É, nesse sentido, que Primeiros Passos parece ficar em um meio-termo entre o tom “vazio” de Quarteto Fantástico e o Surfista Prateado — uma obra de enredo bastante semelhante e que sofre, justamente, por trabalhar de forma rasa os seus impasses— e um longa realmente com camadas. Quanto a isso, talvez o problema esteja no fato de propostas como Galactus ou riscos de fim de mundo já serem cartas marcadas em filmes de herói. Mas Primeiros Passos ainda deixa uma sensação de que algo poderia ir além nessa catarse almejada.

Os dramas sobre maternidade e paternidade ou o senso de urgência para um fim de mundo iminente, portanto, podem não ser, de fato, a força motriz de Quarteto Fantástico: Primeiros Passos. Mas o filme, como um todo, não deixa de ser uma aventura de heróis honesta e “redonda”. Um longa que se desprende da ideia de multiversos do Universo Cinematográfico da Marvel e se dá o direito de ser sobre o Quarteto Fantástico em si.

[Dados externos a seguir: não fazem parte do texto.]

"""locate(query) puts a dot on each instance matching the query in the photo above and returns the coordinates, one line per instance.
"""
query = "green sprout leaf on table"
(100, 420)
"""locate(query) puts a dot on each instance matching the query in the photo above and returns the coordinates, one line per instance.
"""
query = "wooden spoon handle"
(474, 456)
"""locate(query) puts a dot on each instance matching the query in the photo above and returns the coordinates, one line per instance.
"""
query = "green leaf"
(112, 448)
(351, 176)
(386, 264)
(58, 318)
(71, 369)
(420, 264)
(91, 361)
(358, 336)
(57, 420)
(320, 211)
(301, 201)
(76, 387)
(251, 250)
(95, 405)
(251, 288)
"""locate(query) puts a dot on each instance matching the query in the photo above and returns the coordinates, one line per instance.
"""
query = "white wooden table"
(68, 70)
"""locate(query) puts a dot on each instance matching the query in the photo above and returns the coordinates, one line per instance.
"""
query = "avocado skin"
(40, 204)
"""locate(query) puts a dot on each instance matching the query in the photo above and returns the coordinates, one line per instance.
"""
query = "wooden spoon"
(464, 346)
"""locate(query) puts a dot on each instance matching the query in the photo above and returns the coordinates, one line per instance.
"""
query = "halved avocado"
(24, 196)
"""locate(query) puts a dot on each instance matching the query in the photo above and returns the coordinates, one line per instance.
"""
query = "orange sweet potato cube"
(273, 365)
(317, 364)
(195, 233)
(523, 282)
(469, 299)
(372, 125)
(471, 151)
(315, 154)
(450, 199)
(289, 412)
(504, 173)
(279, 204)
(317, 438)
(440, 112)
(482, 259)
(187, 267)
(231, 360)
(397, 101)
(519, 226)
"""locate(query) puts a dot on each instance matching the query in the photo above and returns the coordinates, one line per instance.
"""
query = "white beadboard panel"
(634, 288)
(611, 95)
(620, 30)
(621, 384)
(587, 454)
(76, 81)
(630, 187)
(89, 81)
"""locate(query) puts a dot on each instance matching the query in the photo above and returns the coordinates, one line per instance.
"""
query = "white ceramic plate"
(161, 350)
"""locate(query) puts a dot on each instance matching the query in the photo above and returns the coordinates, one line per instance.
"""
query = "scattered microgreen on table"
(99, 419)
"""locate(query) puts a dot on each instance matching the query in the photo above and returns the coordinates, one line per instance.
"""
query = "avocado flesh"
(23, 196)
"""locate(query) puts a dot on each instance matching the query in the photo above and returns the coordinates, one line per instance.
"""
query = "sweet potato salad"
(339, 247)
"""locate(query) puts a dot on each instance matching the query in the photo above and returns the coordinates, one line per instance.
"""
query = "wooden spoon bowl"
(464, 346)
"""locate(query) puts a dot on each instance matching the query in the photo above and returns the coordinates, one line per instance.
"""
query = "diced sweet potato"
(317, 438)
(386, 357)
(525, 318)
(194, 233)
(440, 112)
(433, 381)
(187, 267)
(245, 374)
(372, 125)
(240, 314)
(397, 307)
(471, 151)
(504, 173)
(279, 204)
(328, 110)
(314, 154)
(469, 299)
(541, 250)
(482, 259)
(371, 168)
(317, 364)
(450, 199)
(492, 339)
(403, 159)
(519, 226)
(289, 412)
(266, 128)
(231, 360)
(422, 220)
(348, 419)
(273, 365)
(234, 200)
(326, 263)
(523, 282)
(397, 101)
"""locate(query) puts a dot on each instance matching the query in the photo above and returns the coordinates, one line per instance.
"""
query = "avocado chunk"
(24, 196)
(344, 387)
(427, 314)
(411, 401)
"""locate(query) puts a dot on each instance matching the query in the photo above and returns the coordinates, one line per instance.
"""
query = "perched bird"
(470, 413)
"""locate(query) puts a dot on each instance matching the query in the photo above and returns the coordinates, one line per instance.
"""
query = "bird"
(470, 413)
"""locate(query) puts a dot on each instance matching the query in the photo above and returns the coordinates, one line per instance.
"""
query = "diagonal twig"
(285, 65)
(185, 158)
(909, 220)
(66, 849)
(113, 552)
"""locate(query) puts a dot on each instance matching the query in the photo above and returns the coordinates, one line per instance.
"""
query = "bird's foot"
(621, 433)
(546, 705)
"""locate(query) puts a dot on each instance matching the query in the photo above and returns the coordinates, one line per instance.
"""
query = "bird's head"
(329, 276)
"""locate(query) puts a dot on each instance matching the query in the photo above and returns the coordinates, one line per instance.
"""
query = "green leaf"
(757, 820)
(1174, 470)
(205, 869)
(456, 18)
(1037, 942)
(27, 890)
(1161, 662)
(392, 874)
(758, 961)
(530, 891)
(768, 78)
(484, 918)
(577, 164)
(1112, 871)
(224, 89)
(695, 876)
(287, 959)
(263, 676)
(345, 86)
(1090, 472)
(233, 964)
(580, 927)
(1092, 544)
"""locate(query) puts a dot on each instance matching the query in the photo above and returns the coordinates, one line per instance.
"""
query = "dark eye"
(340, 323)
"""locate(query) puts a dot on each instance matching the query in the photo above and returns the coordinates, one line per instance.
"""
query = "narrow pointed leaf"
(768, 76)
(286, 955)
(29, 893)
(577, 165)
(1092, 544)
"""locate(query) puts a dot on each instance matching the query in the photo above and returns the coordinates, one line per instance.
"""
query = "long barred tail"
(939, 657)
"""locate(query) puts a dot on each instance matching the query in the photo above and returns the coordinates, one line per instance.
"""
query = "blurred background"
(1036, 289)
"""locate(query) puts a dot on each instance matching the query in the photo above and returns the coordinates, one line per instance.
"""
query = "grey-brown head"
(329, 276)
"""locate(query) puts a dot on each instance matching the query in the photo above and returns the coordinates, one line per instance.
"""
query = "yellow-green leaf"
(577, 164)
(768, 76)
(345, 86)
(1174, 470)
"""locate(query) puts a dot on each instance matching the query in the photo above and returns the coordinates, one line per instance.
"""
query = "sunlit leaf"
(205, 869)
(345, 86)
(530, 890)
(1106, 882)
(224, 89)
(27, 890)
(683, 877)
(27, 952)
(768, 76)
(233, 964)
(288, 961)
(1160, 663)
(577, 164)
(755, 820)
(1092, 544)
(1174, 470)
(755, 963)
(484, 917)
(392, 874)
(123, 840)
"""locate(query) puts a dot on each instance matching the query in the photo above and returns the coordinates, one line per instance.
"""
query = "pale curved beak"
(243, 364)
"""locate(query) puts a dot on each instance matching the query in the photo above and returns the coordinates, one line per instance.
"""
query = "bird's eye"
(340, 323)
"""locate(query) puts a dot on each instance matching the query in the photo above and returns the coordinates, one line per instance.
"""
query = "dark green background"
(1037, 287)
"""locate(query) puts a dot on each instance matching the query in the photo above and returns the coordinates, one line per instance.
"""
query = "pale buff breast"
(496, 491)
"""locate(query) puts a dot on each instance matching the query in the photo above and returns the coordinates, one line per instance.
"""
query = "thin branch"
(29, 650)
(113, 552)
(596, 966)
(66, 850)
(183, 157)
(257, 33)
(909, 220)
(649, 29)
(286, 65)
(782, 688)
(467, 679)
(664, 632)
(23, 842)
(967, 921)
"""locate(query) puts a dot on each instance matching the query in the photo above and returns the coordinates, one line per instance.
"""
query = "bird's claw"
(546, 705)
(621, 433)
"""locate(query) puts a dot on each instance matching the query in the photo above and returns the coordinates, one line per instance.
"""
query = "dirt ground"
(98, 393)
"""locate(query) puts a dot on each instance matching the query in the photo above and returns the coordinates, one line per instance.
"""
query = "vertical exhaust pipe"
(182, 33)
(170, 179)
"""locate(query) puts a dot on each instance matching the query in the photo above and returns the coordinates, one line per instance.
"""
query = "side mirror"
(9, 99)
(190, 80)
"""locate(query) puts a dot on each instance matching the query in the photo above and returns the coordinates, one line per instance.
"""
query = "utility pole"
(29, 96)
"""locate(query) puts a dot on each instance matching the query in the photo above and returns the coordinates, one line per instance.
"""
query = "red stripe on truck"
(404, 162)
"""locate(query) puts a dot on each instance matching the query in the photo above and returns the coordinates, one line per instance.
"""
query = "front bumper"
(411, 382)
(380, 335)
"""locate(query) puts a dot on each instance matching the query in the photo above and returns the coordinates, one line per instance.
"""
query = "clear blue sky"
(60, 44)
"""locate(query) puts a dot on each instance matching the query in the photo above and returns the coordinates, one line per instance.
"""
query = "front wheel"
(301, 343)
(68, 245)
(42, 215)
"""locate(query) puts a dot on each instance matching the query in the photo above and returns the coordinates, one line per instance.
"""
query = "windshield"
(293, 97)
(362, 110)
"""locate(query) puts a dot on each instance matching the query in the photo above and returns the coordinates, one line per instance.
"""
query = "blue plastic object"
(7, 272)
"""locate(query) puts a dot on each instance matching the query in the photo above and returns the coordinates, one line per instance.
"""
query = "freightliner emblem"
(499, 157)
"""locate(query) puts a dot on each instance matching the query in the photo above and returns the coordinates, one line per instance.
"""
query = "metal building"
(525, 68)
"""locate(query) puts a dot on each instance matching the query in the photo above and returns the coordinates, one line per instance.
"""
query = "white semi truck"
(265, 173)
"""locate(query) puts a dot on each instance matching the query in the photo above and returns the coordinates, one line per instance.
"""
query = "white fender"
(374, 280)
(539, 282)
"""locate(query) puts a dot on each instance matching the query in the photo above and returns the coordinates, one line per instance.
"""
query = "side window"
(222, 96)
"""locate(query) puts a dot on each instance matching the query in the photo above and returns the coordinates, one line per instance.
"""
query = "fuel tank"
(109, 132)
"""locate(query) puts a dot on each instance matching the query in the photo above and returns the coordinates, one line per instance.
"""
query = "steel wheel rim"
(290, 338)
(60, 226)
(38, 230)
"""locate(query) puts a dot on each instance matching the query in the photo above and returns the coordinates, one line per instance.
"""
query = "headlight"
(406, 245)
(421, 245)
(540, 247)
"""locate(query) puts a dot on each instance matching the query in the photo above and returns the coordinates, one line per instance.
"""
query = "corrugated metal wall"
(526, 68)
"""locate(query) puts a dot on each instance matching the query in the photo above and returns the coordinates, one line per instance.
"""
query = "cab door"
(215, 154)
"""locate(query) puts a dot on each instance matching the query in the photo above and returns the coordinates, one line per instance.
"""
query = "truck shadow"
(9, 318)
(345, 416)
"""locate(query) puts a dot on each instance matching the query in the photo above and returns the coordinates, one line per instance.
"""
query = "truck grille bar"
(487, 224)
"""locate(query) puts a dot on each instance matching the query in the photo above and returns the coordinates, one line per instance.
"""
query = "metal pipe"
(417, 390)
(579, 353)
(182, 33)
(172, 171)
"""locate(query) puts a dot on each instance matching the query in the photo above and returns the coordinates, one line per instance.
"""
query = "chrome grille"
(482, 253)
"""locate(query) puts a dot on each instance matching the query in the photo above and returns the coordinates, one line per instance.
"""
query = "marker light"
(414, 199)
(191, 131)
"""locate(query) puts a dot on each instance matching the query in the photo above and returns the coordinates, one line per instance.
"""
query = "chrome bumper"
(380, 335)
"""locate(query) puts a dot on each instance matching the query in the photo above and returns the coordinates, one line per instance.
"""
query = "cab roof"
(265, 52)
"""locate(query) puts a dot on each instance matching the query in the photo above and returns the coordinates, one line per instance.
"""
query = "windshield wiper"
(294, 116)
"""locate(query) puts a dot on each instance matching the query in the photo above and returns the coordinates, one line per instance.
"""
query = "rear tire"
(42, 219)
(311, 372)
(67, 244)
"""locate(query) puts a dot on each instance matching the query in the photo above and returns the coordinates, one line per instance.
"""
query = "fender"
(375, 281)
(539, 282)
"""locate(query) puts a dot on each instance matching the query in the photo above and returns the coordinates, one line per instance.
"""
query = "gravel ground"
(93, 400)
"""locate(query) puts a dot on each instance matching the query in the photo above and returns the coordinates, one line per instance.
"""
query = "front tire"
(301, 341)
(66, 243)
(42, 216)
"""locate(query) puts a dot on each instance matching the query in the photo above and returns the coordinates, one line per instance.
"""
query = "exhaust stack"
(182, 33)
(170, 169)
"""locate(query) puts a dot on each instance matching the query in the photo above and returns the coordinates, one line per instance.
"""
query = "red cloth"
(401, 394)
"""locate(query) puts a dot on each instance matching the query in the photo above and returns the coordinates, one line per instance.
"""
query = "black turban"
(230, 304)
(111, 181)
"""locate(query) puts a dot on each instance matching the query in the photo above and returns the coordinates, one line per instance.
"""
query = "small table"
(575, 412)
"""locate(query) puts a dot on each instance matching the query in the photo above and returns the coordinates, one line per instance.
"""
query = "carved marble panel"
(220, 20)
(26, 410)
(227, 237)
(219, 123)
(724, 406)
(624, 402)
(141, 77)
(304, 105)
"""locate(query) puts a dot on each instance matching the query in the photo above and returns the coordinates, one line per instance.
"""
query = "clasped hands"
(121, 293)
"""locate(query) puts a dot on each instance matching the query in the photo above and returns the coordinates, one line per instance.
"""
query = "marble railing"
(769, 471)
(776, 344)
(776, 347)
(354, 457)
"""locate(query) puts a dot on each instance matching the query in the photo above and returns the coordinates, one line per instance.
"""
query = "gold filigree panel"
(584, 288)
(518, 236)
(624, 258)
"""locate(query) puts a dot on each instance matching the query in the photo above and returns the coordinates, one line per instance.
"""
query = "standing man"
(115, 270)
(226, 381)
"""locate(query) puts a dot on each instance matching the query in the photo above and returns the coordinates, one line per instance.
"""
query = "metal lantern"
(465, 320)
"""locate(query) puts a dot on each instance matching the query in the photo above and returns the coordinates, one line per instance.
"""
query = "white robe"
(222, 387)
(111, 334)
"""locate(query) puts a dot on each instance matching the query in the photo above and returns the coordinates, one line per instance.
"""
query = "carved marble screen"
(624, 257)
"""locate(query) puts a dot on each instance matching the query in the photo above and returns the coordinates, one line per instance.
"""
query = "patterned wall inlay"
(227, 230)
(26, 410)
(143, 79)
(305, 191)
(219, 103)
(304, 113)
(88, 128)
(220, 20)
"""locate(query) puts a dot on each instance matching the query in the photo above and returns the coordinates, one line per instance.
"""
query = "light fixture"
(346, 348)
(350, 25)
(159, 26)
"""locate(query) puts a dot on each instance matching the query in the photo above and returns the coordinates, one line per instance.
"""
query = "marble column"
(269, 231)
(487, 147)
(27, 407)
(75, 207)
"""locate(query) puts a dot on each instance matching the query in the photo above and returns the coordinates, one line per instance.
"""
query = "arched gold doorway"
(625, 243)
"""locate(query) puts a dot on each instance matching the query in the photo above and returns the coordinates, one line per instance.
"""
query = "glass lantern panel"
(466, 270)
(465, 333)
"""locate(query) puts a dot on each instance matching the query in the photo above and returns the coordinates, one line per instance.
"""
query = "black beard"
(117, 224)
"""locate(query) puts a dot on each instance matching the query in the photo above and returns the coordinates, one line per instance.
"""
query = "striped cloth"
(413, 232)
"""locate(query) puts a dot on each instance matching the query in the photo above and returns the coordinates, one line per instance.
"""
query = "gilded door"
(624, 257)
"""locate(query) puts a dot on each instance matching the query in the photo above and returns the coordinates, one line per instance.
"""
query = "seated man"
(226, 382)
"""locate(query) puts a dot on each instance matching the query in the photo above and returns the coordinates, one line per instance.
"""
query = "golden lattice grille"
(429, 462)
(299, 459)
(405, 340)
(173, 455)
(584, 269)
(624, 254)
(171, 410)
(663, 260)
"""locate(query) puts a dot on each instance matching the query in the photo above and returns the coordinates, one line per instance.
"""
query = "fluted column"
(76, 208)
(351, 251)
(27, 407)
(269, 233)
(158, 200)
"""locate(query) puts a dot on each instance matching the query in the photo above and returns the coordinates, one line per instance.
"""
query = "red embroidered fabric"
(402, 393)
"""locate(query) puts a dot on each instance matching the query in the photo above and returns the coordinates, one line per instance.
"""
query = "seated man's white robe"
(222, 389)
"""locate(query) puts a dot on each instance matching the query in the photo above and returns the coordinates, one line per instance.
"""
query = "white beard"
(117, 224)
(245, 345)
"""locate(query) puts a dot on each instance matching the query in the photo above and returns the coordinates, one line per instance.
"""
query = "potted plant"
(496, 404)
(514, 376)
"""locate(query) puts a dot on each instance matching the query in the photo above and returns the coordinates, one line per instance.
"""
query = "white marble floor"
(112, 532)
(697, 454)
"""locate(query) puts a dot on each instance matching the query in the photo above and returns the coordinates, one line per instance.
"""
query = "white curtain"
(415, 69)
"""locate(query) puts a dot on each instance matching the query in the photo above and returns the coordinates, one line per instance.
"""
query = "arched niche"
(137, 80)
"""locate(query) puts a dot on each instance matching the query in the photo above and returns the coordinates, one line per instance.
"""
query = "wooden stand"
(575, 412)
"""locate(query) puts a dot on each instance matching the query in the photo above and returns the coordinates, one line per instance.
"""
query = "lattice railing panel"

O foco, assim como em Thunderbolts*, produção anterior do estúdio lançada ainda em 2025, é todo no próprio filme e na história sendo contada naquele momento. E aí mora um de seus maiores trunfos: a sensação de assistirmos não o novo capítulo de uma saga sobre multiversos (apesar de uma das cenas pós-créditos), com a necessidade de se ter acompanhado outras tantas séries e filmes, mas sim uma aventura descompromissada sobre a primeira família de heróis da Marvel. Esses, ainda que com questões pontuais, são bons “Primeiros Passos”.